Friday | 10 July, 2009
CSO
E-commerce in crisis: When SSL isn't safe
Roger A. Grimes (InfoWorld) 17/05/2006 12:24:59

A better solution would be to send the consumer the relevant details -- such as the date, from, to, amount, and so on -- along with the authorization code, thus allowing the consumer to confirm the transaction. Some banks and e-commerce sites do this already using in-band e-mail confirmations. Schneier has his doubts about the out-of-band approach. "These types of authorization schemes would work, but it sounds a little extreme as a solution. Unfortunately, we live in an economic reality where users will not accept extremes. They want convenience."

Bank officials concur. One regulator said, "Most banks, because of their customers, would probably not accept such an extreme form of authentication. How often would the out-of-band device fail or not be available? Requiring users to confirm every banking transaction out-of-band would not be accepted by today's consumers."

The regulator speculated that a better solution might be for the bank to offer out-of-band confirmations as an option and allow the consumer to pick the dollar amount at which the transaction would require additional confirmation measures.

Other bank security officers thought implementing added intelligence on the back end would provide more value. "How about not allowing online transfers to banks and countries with strong ties to crime?" offered one officer. "We could deny any transaction that the bank deemed highly suspicious, like your credit card company does now, and require a second confirmation."

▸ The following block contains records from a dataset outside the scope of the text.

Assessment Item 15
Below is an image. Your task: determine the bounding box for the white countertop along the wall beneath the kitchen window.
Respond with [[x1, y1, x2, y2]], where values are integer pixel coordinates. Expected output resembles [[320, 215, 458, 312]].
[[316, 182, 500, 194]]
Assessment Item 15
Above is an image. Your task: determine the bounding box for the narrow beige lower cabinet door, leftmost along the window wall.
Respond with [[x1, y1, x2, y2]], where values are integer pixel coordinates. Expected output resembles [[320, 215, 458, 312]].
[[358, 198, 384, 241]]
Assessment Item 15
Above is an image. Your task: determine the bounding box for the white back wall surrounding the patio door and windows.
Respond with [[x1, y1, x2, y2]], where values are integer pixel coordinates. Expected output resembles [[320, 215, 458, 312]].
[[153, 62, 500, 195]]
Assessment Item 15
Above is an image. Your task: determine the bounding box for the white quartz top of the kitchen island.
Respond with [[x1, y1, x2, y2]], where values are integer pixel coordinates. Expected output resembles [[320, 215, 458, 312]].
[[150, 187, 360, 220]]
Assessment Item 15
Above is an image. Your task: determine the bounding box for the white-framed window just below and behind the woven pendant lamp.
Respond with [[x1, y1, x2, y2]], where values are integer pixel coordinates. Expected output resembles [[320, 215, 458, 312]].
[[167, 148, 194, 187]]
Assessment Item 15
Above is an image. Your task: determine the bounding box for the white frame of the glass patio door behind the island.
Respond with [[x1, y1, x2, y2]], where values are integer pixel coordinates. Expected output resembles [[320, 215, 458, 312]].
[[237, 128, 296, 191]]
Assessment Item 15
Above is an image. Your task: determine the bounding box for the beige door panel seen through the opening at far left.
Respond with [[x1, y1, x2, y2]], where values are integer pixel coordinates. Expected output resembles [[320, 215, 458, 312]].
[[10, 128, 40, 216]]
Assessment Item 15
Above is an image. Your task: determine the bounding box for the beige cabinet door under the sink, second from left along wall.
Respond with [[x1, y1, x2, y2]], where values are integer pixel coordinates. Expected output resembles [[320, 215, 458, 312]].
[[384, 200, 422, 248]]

Close observation of consumer behaviour can also help. In one case, nearly 100 customers of one large bank were infected with an SSL-evading Trojan. As usual, the phishing e-mail used mostly legitimate links to the real bank's Web site. After noticing outside requests to links, most of which were normally referenced from other internal links, the bank's IT staff realized a Trojan was to blame.

The solution was to rename one of the requested links. If any user went to the real bank's Web site, the renamed link was now referenced by the legitimate Web site. Only the phishing customers would request the link's old name, enabling the bank to tell how many of its customers were compromised.

Yunus Emre Alpozen, a consultant for one of the world's largest banks, says, "Every customer requesting the old Web page link was redirected to a new page that notified them that they were the victims of a phish attack, and how to proceed. We used the phisher's e-mail against them."

Self-defence for consumers

Sadly, infection can't be stopped merely by convincing users not to execute untrusted software. No consumer knowingly installs malicious software, and SSL-evading Trojans can easily go unnoticed by the most careful user.

One of the best defences is simply to convince consumers to check their online balances frequently. Beyond this, consumers need to lobby financial institutions and move their accounts from institutions that keep their head in the sand.

Banks that require stronger authentication and transactional authorization should be rewarded. Those institutions should also encourage customers to report phishing attacks to the site's security reporting e-mail address so they can take down fake Web sites or otherwise minimize risk.

Currently, log-on-stealing Trojans are still the No. 1 threat to the banking industry, but SSL-evading Trojans that can bypass any authentication scheme are emerging as a particularly frightening challenge. They need to be dealt with now before consumer confidence in e-commerce goes into serious decline.